In a study of 95 women randomized to either approach, Maher et al found a subjective success rate of 94% in the abdominal group versus 91% in the vaginal group after a median of 2 years.[57] The objective success rate was 76% in the abdominal group and 69% in the vaginal group.[57] These differences, however, did not reach statistical significance.[57]

In a Cochrane review of 22 randomized controlled trials, abdominal sacral colpopexy was found to have a lower rate of recurrent vault prolapse and less dyspareunia.[58] The trend for a lower reoperation rate after abdominal sacral colpopexy was not statistically significant.[58] There was a longer operating time, longer recovery period, and higher cost associated with the abdominal approach.[58]

For women who are not sexually active, additional surgical options exist. Colpocleisis is a method of approximating and closing the vaginal wall after excising the mucosa to prevent apical or vaginal vault eversion. Total colpocleisis is performed in sexually inactive women for complete vaginal eversion after hysterectomy.

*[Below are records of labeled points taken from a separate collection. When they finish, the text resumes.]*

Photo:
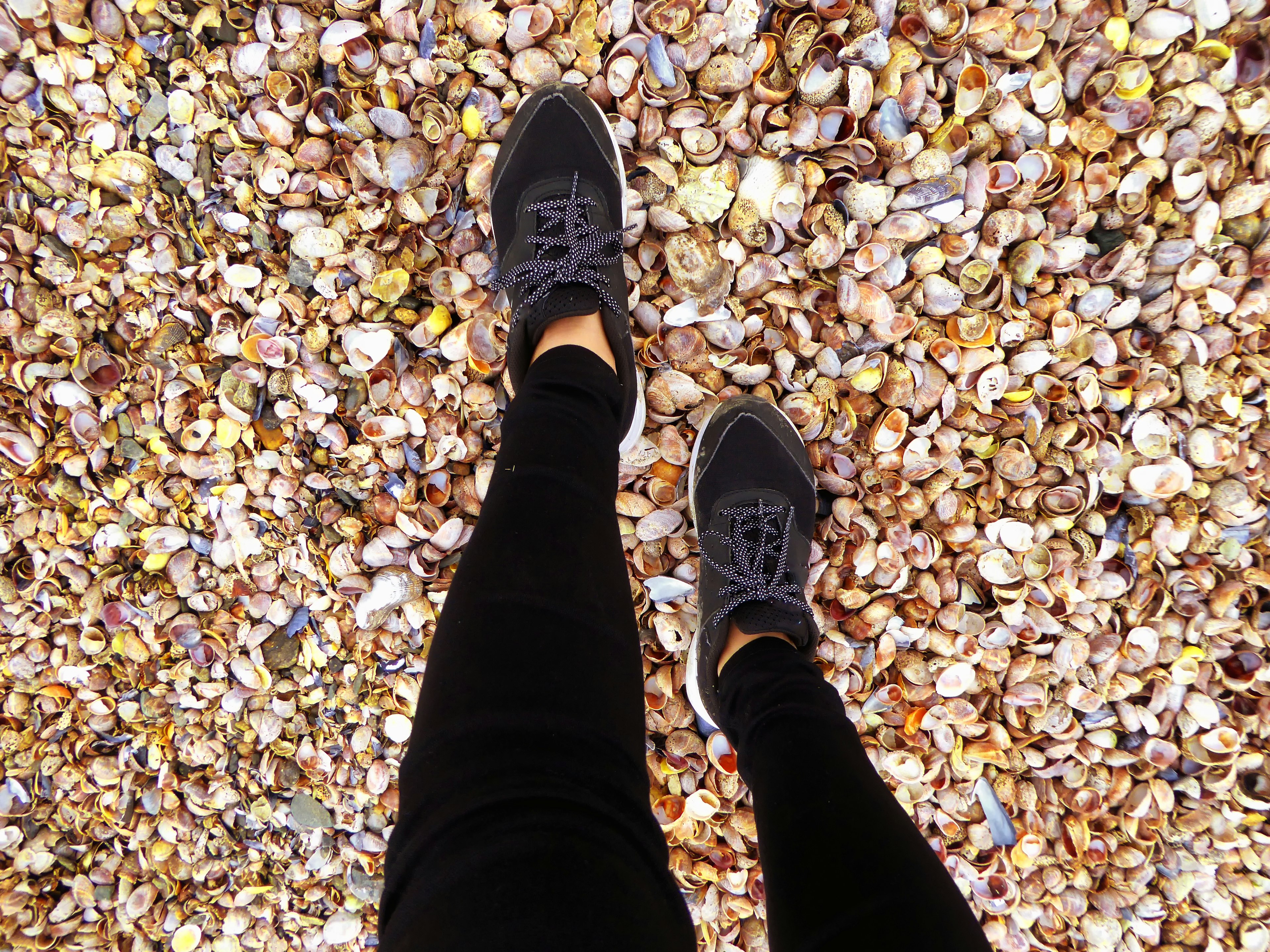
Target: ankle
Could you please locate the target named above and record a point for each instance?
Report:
(583, 331)
(737, 640)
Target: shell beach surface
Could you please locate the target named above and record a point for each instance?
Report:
(1002, 263)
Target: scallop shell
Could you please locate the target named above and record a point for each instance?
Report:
(757, 191)
(393, 587)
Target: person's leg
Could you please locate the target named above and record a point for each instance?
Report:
(865, 878)
(525, 818)
(844, 866)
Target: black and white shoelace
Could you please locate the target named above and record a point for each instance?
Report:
(756, 536)
(563, 226)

A circumferential incision is made in the vaginal mucosa near the hymenal ring and the mucosa is undermined and sharply dissected from the underlying fascia.[59] The anterior and posterior walls of fascia are approximated using absorbable suture in a purse string or interrupted fashion, thus obliterating the vaginal lumen.[59]

If stress incontinence exists, simultaneous procedures for stress incontinence, such as a transvaginal or transobturator sling, can be performed. The dense tissue over the levator ani muscles and perineal membrane near the location of the hymen is approximated to firmly close the pelvic floor. Lastly, the anterior and posterior leafs of the remaining vaginal mucosa are closed.[59] In women with procidentia, the LeFort colpocleisis approximates the anterior and posterior vaginal wall, allowing for uterine or vaginal secretions to drain through open side channels.



Device summary

Pessaries are ring-shaped devices placed vaginally to reduce pelvic organ prolapse. They are fitted to the largest size that is comfortable and reduces the prolapse. Their use requires instructional training for cleaning and replacement. In a study of 73 women fitted for vaginal pessaries for prolapse, significant improvement in prolapse symptoms, specifically bulge and pelvic pressure, was seen at 2 months. Stress incontinence improved in 45% of this cohort, urge incontinence improved in 46%, and voiding difficulty improved in 53%.[60] Discontinuation of use occurred in 8% of this cohort due to side effects. These side effects can include de novo voiding difficulty, unmasking of occult stress incontinence, defecatory symptoms, and difficulties with sexual intercourse. Vaginal erosion can occur from pessary use and must be monitored.